# Systems Programming

## C Basics

In [2]:
// Hello World in C
#include <stdio.h>
int main() {
    printf("Hello, World!\n");
    return 0;
}
main();

Hello, World!


### Pre-processor commands
Lines that begin with `#` are commands the C pre-processor. The line `#include <stdio.h>` looks for the source code file `stdio.h`  and includes it before compilation. This is a file required to use the standard input and output library, such as the `printf` function. 

### The `main()` function
All C programs have an entry function called `main()`. This is called by the runtime system in order to start the program running. Every C program must have exactly one `main()`, which must return an integer. Only functions called in this function will be executed. 

### The `printf()` function
The `printf()` function is used to print formatted text to the console. 

In [3]:
printf("We've got rectal bleeding.\n");
printf("What, all of you?");

We've got rectal bleeding.
What, all of you?

The `printf()` function  does not automatically add a new line - the newline character `\n` must be used to move to the next line. 

In [4]:
printf("We've got rectal bleeding.\n");
printf("What, all of you?");

We've got rectal bleeding.
What, all of you?

The `printf()` function uses a number of format specifiers to control the format of the output. These are used in the first parameter, which describes how the remaining parameters are to be formatted:
- `%d` - signed decimal (`int`)
- `%u` - unsigned decimal
- `%o`, `%x` - octal, hexadecimal
- `%l` - long integer (used to store numbers larger than 4 bytes, the limit for `int`). Must be combined with one of the specifiers above, e.g. `%ld`, `%lx`
- `%f` - floating point
- `%.nf` - floating point with `n` decimals
- `%e` - floating point in exponent form
- `%c`, `%s` - character, string

In [5]:
#include <stdio.h>
int main() {
    int a = -15;
    long b = 999999999999999999;
    float c = 3.14159;
    char d = 'f';
    char e[] = "lupus";
    
    printf("Signed int: %d\n", a);
    printf("Unsigned int: %u\n", a);
    printf("Octal: %o\n", a);
    printf("Long: %ld\n", b);
    printf("Float: %f\n", c);
    printf("Float (2d.p): %.2f\n", c);
    printf("Exponent: %e\n", c);
    printf("Char: %c\n", d);
    printf("String: %s\n", e);
    
    return 0;
}
main();

Signed int: -15
Unsigned int: 4294967281
Octal: 37777777761
Long: 999999999999999999
Float: 3.141590
Float (2d.p): 3.14
Exponent: 3.141590e+00
Char: f
String: lupus


### The function `return` statement
The `return` function is used to immediately exit a function, optionally sending a value back to the caller.
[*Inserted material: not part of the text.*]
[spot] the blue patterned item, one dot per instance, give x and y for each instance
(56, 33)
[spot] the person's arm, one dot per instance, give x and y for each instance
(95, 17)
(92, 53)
The return value from the `main()` function is special, with programs usually returning a zero value to indicate they have exited normally. 
If there is no `return` statement in the `main()` function, this generally will not cause a problem at compile-time (with the compiler assuming a return statement of `return 0;`).  

If the return value is of the wrong type, this may cause a warning at compile-time, or an error at run-time. 

## Compiling

![Compilation Stages](compiling.png)

### The C Pre-processor

The C pre-processor is a program that runs before compilation, modifying the source code according to the pre-processor directives. Such directives include `#define` e.g. `#define PI 3.14151` and `#include` e.g. `#include <stdio.h>`.

`#define` is used to define a macro, which is essentially a name for a value or a code snippet. The pre-processor replaces every occurence of the macro with its replacement text before the code is compiled.

When using `#include`:
- if `< >` are used, the system directory (`usr/include`)  is prioritised
- if `" "` are used, the current working directory is used
  - the appropriate delimiters should be used depending on the type of header file e.g. system or user-defined

#### Conditional compilation
Conditional compilation allows the compiler to include or skip parts of code depending on whether certain macros are defined. This can be very useful for debugging.

In [6]:
#include <stdio.h>

// Uncomment to enable debug mode
//#define DEBUG

int main() {
    printf("Program started\n");

#ifdef DEBUG
    printf("Debug mode is ON\n");
#else
    printf("Debug mode is OFF\n");
#endif
    return 0;
}
main();

Program started
Debug mode is OFF


In [7]:
#include <stdio.h>

// Comment to enable debug mode
#define DEBUG

int main() {
    printf("Program started\n");

#ifdef DEBUG
    printf("Debug mode is ON\n");
#else
    printf("Debug mode is OFF\n");
#endif
    return 0;
}
main();

Program started
Debug mode is ON


#### Parameterised macros 

A parameterised (function-like) macro accepts parameters and uses them in its replacement text. They act like inline functions, but the replacment is done textually by the pre-processor before compilation, preventing the need for actual function calls. 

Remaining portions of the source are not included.